Then I found the best part of Prometheus:
Are advertisements a kind of interface? Indirect promotional "advertisements" such as this do exist in order to "provoke activities and behaviours probabilistically, rather than mechanically" (7-8). It is not a sure thing that we will go and see Prometheus after watching this clip, but I'll admit, it's fairly likely. It's a good ad/interface for Prometheus.
Except that Prometheus is not what's being advertised. Not really.
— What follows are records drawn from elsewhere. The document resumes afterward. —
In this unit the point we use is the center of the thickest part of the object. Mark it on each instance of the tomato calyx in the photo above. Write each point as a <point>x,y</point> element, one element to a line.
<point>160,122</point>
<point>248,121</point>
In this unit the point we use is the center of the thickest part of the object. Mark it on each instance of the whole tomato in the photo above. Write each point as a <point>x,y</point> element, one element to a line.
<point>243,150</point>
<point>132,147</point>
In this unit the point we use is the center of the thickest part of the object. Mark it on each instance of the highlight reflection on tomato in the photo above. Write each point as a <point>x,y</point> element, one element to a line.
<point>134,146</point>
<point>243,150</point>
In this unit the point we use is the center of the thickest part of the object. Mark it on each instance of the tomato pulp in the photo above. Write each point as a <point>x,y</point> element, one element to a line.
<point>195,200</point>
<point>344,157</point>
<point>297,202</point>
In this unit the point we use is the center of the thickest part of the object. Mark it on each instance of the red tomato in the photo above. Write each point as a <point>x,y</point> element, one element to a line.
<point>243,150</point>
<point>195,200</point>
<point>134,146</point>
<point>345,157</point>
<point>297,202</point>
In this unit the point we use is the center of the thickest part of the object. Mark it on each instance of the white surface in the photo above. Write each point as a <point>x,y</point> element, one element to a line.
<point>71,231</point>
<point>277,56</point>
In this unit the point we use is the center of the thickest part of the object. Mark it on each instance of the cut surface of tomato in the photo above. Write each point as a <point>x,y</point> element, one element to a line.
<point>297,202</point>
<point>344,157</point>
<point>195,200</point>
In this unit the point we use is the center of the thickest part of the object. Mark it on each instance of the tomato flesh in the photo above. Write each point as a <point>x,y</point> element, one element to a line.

Here, Prometheus is not represented directly, only hinted at - Nusselder's talk of metaphors and digital information travels fairly well in this scenario, in that this ad can "help us to imagine and represent the information" (16) without actually showing it to us or giving us direct access to it. But why? One might assume it's a matter of technical limitations; surely if digital information could connect us to artifacts in "the real world" we'd want that. I certainly want the film being "advertised" rather than the actual film, because the actual film was an inferior carbon-copy of Alien.
But Nusselder argues that interface design is all about desire, and specifically desire for things that aren't real: "The purpose of a technological medium is hence to obfusticate itself as a medium and to claim a real presence" (28) - in other words, the metaphorical claims to be literal: The David 8 claims to be not an ad for Prometheus, but a thing in and of itself.
Or perhaps an "experience" as opposed to a "thing" (Drucker, 10). Perhaps The David 8 is less of an "interface" for Prometheus than it is an interface for itself, in which "interface and medium quickly collapse into one and the same thing" (Galloway, 31).
Or perhaps it's just false advertising.